Leonidas of Tarentum (/liːˈɒnᵻdəs/; Doric Greek: Λεωνίδας ὁ Ταραντῖνος) was an epigrammatist and lyric poet. He lived in Italy in the third century B.C. at Tarentum, on the coast of Apulia (Magna Graecia). Over a hundred of his epigrams are present in the Greek Anthology compiled in the 10th and 14th centuries. Most of his poems are dedicatory or sepulchral.

The youth of Leonidas coincided with the first awakening of the Greek cities on the south coast of Italy to the danger threatening them from Rome and their first attempts to seek protection from the warlike kings of Epirus. One of Leonidas's earliest extant poems chronicles a journey which he himself took to the court of Neoptolemus, son of Aeacides, seeking promise of protection. Soon after the poet's arrival, Neoptolemus was assassinated by his more warlike cousin, Pyrrhus, who eagerly agreed to become the Greeks' champion, and Leonidas returned to Italy to rally his countrymen for war.

Although he became quite famous after his death, Leonidas was only able to earn a bare subsistence from his poetry during his lifetime. In one grim poem, he addresses the mice that share his meal tub, reminding them that he needs only one lump of salt and two barley cakes for himself.

According to the translator Edwyn Bevan, "the thought of death pervades most of the poetry of Leonidas ... there does not seem to be for Leonidas any feeling of transcendental meaning to life ... Leonidas seems almost to find satisfaction in thinking that outside this little sunlit world of every day there is nothing but opaque blackness into which the figures of this world one by one disappear".

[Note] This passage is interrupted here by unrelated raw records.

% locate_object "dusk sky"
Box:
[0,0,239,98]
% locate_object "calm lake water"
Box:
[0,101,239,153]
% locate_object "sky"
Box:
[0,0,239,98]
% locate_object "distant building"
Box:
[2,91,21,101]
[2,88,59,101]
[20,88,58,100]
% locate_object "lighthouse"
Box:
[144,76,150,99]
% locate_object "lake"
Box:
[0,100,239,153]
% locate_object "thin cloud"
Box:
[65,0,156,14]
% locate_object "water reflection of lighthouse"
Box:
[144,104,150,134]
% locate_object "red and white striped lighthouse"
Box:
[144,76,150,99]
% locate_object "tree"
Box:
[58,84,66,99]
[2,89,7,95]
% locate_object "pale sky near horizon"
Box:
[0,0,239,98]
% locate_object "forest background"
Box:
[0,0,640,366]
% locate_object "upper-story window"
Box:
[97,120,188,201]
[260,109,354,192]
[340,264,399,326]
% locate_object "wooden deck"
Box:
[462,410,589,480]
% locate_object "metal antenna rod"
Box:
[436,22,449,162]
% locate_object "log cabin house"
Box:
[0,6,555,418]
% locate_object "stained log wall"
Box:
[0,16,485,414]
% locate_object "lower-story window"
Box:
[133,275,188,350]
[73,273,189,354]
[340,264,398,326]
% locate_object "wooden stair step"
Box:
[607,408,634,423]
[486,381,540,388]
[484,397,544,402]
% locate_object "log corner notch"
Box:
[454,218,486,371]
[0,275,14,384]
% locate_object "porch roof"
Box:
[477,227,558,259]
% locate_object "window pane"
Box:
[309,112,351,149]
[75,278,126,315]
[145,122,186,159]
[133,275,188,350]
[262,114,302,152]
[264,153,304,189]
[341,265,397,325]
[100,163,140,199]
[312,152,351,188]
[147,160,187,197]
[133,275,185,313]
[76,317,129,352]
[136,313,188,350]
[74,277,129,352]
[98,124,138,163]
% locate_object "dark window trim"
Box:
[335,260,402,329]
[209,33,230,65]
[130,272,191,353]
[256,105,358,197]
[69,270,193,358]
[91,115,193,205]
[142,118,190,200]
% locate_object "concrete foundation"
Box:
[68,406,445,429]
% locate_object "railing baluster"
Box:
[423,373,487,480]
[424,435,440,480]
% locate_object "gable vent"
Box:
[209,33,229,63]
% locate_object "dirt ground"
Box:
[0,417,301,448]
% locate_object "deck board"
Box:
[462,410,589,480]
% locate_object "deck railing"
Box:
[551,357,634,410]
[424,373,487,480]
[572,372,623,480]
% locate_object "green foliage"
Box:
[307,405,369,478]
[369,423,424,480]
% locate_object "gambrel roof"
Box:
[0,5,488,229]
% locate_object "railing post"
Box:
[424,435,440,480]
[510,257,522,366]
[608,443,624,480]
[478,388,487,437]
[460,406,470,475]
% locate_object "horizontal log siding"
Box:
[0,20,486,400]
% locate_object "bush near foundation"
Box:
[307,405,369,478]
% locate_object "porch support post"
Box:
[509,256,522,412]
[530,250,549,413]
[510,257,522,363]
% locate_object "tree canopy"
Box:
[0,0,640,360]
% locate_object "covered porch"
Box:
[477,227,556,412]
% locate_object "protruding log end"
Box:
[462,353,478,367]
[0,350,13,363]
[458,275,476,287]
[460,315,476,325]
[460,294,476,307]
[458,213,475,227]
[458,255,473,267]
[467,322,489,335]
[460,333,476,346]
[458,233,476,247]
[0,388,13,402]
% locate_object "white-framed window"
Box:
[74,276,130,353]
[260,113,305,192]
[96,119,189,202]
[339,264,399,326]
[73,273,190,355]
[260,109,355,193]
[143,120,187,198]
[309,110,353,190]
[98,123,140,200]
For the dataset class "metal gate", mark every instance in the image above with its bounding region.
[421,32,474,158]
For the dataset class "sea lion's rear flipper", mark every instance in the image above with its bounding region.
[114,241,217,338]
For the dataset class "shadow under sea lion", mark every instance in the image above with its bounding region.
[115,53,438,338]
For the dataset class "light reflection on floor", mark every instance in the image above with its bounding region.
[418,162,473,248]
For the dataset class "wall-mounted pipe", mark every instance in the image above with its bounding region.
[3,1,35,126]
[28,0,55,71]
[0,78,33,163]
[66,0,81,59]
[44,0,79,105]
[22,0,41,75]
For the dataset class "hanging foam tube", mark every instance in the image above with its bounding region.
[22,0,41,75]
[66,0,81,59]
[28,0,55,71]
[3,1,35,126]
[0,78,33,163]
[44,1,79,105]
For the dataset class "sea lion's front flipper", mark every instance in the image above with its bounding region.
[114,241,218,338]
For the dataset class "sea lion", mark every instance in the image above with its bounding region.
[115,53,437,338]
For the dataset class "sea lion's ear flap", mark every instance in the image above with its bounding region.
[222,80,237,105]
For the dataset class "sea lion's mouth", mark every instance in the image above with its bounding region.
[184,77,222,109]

The poems of Leonidas of Tarentum were translated into English by Edwyn Bevan.

== Literary subjects ==
Lower-class characters were rare in ancient Greek poetry but popular in Hellenistic art, seen in Leonidas of Tarentum's work. Leonidas' epigrams focused on humble workers like fishermen, hunters, and weavers. He reshaped traditional representations of these professionals by creating a "community of workers." Unlike Homer, who mainly depicted craftsmen, Leonidas included various professions. Leonidas referenced Homer but adapted his portrayal to reflect Hellenistic society. Leonidas depicts a horizontal network of professionals, devoid of vertical structures like masters or orders. He emphasizes solidarity among professionals practicing the same craft, highlighting their collective identity and little groups of colleagues. Solidarity among professionals is particularly evident in funerary contexts, where it substitutes for traditional family bonds, as seen in the case of Theris, an aged fisherman, who is celebrated among his peers in death.

==English translations==
- The Poems of Leonidas of Tarentum (1931) Introduced and Translated by Edwyn Bevan, Oxford: The Clarendon Press. (The only complete English translation of specifically Leonidas' works in one volume.)